Both have had remakes that I’m afraid to see…
(I wonder if there was any temptation to wink back when Caine was cast as Alfred for the Batman movies… Given the cover Bruce Wayne needed to keep as a self-centered callous playboy..)
(ps: any other Mike Hodges fans out there? _Get Carter_, _Croupier_, _Flash Gordon_ probably my favorites of his, _Morons from Outer Space_ not so much…)
Ronsonic and all: “Love With a Proper Stranger” has been shown on TCM. The boy and girl, as they were called in those days, really grow up in the course of the movie – AND that is shown as a good thing!
I keep reading how “Mad Men” and “Revolution Road” show the phoney, trapped and stifled people of the 1950s and early 1960s – before the wonderful 1960s freed everybody from a repressed culture. These young TV and movie writers should take a look at the movies mentioned in this thread – made contemporaneously with the times depicted. Truth is lots of people were harmed by the ’60s excess.

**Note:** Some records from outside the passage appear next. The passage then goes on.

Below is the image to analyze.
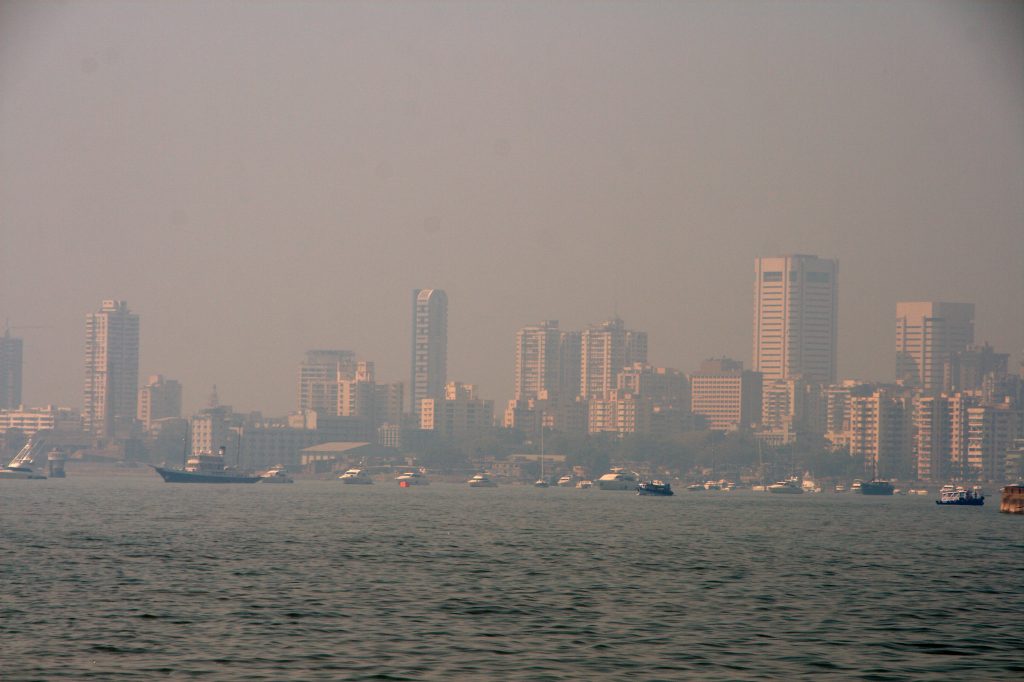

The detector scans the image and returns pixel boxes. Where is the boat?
[466,473,498,487]
[597,467,640,491]
[860,478,896,495]
[153,445,262,483]
[259,464,295,483]
[338,469,374,485]
[0,437,46,480]
[999,483,1024,514]
[768,476,804,495]
[637,480,675,498]
[935,485,985,507]
[395,471,430,487]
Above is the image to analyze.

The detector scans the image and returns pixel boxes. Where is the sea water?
[0,474,1024,680]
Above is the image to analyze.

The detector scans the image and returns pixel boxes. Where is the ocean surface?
[0,473,1024,680]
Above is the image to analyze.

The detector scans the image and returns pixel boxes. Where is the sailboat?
[534,415,548,487]
[860,455,896,495]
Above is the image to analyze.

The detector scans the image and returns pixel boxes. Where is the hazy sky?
[0,0,1024,415]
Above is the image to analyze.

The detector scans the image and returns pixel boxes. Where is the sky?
[0,0,1024,415]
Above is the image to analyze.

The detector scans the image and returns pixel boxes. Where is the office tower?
[138,374,181,430]
[690,357,762,431]
[82,300,138,438]
[754,255,839,384]
[0,330,22,410]
[420,381,495,438]
[513,319,562,400]
[558,332,583,402]
[896,301,974,392]
[580,317,647,399]
[409,289,447,415]
[850,389,913,479]
[299,350,356,415]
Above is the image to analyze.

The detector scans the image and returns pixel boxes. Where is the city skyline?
[0,2,1024,414]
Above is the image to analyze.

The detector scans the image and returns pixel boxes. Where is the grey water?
[0,474,1024,680]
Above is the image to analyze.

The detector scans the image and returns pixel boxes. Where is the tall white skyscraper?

Another play/movie that fits here is “Hair”. Remember the song “Easy to be Hard”? It’s sung in the play by an ignored young hippy woman in a menage a trois; in the movie it’s sung by a cast-off unwed non-hippy mother whose guy abandons her & their child to help out an unwed hippy mother he barely knows whose child is not his.
How can people be so heartless
How can people be so cruel
Easy to be hard
Easy to be cruel
How can people have no feelings
How can people ignore their friends
Easy to be proud
Easy to say no
Especially people who care about strangers
…care about evil and social injustice
Do you only care about the bleeding crowd
How about a needing friend
I need a friend
Find Jennifer Warnes singing it on YouTube.
I love this blog. thank you, thank you, thank you
And, that’s the lovely and talented Jane Asher, pictured above with Michael Caine.
Paul McCartney’s one-time love, columnist in 60’s teen mags, sister to Peter Asher (Peter&Gordon, music producer). Played Celia Ryder in the original Brideshead Revisited, among countless other roles.